Difficult question. I know that Matlab has some very strong Machine Learning libraries which make it extremely convenient to experiment. As much as I like GNU R and FOSS in this case I would say Matlab has the upper hand.
For one it has a huge userbase which posts code examples and solutions to various problems. Another being that Matlab has nice Machine Learning libraies in my opinion.
I find that programming in R is much nicer. I find that the language is more powerful and supports closures which is something I've always missed in Matlab. Extending R in C is also quite easy.
Its probably worth pointing out though that R is primarily for statistics. It walks all over Matlab in this domain (because most statistics researchers use R). However, for machine learning, signal analysis, system identification and working with ODEs I wouldn't be surprised if Matlab is easier and better supported.
If anyone had machine learning startup ideas that _would_ implement themselves, Eliezer Yudkowsky would probably be interested.

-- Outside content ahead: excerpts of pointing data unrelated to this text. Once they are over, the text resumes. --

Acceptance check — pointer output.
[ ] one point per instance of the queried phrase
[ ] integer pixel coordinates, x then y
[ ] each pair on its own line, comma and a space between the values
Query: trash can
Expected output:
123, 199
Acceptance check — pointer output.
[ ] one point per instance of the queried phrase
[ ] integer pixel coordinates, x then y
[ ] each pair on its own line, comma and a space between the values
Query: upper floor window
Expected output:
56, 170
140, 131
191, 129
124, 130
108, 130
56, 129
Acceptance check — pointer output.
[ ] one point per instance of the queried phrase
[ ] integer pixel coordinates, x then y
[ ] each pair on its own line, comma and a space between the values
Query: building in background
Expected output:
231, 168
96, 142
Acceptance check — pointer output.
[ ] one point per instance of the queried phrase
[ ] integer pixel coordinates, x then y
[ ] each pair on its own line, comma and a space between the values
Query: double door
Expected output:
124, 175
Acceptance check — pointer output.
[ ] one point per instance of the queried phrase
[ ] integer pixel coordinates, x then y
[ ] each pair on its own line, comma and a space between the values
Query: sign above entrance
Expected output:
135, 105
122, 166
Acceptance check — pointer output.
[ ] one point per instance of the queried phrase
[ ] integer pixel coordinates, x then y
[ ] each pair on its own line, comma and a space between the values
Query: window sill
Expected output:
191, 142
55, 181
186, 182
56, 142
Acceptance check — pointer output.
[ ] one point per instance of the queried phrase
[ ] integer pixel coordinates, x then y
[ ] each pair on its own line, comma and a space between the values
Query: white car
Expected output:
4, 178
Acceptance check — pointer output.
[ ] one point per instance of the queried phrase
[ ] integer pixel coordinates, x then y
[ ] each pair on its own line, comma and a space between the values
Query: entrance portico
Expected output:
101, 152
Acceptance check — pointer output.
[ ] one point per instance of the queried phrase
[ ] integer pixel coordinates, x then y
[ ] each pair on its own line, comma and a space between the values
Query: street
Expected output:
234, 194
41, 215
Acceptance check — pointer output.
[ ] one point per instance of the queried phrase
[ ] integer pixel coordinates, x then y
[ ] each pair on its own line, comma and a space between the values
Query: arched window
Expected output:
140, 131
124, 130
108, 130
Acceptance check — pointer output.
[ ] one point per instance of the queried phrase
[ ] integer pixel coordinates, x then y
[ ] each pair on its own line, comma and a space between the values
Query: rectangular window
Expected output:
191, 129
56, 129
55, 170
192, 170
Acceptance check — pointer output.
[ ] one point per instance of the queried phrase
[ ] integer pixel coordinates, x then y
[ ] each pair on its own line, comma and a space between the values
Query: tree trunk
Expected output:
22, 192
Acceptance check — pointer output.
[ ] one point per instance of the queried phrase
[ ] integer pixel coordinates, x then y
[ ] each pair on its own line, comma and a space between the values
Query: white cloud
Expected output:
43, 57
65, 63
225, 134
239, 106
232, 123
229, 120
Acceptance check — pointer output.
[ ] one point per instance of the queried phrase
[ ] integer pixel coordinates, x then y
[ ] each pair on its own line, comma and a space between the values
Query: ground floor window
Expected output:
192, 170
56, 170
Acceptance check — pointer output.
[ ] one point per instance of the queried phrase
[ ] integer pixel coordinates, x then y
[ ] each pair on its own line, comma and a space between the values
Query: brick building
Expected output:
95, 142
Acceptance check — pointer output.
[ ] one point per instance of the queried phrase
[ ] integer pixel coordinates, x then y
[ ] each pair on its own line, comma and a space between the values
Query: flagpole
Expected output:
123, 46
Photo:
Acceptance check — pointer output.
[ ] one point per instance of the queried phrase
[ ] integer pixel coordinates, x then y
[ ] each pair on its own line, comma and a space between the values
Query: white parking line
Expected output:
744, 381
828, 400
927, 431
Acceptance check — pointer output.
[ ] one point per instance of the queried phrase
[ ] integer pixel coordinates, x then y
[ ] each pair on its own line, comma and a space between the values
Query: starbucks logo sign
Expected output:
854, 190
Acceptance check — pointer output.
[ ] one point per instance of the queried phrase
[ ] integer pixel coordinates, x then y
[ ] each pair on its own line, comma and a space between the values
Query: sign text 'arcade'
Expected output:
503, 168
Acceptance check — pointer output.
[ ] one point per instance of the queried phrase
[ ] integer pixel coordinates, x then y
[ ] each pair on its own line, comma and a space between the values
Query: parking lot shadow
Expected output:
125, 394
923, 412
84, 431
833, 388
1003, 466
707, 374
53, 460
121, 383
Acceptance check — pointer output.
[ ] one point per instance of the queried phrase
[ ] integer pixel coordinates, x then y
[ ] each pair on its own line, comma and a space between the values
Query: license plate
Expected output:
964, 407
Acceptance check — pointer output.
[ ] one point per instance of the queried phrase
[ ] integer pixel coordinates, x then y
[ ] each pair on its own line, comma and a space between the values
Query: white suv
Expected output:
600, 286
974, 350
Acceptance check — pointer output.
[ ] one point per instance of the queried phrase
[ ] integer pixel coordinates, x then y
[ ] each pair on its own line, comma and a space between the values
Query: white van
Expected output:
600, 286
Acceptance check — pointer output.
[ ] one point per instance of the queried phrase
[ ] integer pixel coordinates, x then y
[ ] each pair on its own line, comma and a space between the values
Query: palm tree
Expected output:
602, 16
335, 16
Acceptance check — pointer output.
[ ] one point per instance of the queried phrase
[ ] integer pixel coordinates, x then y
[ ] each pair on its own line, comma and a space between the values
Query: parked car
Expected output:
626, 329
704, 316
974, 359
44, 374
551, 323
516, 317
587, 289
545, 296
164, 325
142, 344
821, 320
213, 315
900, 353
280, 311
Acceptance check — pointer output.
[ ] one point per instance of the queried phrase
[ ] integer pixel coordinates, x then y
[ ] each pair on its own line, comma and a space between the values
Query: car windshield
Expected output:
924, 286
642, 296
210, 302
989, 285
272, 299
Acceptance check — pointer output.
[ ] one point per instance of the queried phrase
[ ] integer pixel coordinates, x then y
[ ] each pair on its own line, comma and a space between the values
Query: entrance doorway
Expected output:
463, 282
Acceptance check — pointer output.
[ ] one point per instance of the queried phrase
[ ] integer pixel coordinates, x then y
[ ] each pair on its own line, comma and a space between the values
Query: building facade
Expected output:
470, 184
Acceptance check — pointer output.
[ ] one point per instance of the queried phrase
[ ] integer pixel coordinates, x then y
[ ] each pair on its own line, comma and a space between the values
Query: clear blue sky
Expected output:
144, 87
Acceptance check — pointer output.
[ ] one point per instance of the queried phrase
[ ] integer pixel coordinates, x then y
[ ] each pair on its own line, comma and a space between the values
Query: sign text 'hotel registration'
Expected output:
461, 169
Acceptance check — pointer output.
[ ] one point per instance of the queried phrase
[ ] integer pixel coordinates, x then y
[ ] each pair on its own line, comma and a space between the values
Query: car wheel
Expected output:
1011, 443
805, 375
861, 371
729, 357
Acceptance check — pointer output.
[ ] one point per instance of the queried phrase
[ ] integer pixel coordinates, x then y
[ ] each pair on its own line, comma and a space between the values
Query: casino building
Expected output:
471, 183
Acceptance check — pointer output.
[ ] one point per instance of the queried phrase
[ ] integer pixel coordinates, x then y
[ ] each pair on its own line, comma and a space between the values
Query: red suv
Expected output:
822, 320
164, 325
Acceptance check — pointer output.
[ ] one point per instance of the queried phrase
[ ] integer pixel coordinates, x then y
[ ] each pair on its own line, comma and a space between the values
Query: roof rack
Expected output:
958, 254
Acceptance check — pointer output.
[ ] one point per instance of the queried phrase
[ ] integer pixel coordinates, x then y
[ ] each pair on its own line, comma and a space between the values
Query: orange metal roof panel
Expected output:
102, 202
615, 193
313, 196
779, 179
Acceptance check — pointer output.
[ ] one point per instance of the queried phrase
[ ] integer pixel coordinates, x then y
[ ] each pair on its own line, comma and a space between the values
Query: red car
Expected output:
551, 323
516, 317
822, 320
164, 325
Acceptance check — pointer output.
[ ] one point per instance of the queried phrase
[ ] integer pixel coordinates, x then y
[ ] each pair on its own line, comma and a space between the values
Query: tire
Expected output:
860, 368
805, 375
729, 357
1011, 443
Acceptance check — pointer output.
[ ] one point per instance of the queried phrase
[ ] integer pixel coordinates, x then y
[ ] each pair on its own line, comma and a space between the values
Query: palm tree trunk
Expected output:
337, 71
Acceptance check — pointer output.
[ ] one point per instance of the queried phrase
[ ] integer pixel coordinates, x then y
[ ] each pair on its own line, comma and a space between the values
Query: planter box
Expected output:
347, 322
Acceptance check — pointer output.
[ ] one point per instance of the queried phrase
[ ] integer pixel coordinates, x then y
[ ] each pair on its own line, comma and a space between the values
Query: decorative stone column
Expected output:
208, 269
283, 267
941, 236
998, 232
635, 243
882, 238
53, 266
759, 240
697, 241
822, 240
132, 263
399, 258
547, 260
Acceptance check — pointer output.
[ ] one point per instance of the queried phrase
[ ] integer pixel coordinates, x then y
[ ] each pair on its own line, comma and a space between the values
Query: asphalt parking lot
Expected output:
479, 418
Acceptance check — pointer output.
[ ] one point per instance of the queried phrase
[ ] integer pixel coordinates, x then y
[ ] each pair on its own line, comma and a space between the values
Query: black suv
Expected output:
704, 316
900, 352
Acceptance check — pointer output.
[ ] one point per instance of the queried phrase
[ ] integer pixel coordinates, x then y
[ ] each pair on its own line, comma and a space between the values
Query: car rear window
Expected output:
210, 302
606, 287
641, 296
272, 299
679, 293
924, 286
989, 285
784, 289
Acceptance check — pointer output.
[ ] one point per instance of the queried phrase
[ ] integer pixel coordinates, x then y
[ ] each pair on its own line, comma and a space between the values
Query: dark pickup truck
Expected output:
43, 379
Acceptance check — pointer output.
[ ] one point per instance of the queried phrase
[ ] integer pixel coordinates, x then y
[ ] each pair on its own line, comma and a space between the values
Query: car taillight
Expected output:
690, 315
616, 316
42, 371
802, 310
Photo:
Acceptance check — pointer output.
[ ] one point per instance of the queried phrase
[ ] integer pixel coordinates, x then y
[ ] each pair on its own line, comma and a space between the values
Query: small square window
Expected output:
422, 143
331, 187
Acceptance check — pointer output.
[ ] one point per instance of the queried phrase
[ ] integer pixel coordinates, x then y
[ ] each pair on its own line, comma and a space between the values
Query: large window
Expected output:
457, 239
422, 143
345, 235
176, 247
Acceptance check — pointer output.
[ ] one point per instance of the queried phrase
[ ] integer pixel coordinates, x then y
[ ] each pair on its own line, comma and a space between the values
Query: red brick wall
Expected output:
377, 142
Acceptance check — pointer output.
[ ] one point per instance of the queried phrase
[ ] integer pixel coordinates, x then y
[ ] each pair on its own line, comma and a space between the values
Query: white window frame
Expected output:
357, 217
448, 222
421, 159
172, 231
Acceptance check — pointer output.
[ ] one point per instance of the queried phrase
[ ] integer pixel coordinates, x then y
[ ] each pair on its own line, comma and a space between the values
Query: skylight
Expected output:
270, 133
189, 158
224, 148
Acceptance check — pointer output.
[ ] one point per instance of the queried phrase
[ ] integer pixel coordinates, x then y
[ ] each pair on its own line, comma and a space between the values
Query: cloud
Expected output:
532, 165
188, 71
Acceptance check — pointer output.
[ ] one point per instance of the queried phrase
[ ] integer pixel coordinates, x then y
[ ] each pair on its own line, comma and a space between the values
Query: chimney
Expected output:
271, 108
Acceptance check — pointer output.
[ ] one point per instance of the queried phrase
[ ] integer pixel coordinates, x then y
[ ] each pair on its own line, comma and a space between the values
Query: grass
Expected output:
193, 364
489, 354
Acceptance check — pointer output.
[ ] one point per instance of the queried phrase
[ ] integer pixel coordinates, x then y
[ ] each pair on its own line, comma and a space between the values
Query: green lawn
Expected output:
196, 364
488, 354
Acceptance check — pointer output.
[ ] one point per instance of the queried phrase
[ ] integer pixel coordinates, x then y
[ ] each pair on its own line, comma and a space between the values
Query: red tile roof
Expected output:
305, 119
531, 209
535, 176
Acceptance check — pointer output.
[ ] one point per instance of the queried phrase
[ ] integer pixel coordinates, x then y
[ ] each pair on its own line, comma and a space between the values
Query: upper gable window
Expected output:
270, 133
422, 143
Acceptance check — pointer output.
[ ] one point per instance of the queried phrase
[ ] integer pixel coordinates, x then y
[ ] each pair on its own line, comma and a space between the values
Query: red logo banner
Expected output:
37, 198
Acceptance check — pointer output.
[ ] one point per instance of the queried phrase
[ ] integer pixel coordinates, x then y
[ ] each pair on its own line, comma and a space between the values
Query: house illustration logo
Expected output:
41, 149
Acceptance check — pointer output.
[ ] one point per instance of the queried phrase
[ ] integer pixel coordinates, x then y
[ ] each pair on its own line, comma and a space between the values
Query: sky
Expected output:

Tangentially, there seem to be a lot of computer vision startups--there's a company called Cortexica with an unreleased iPhone wine label identifier, and Evernote's nonpareil handwriting recognition makes me wish its algorithm were open; open-source alternatives seem to focus only on printed text.
I've only worked with Matlab and it's great for putting together library functions but horrible for writing any functions yourself. Is R any better?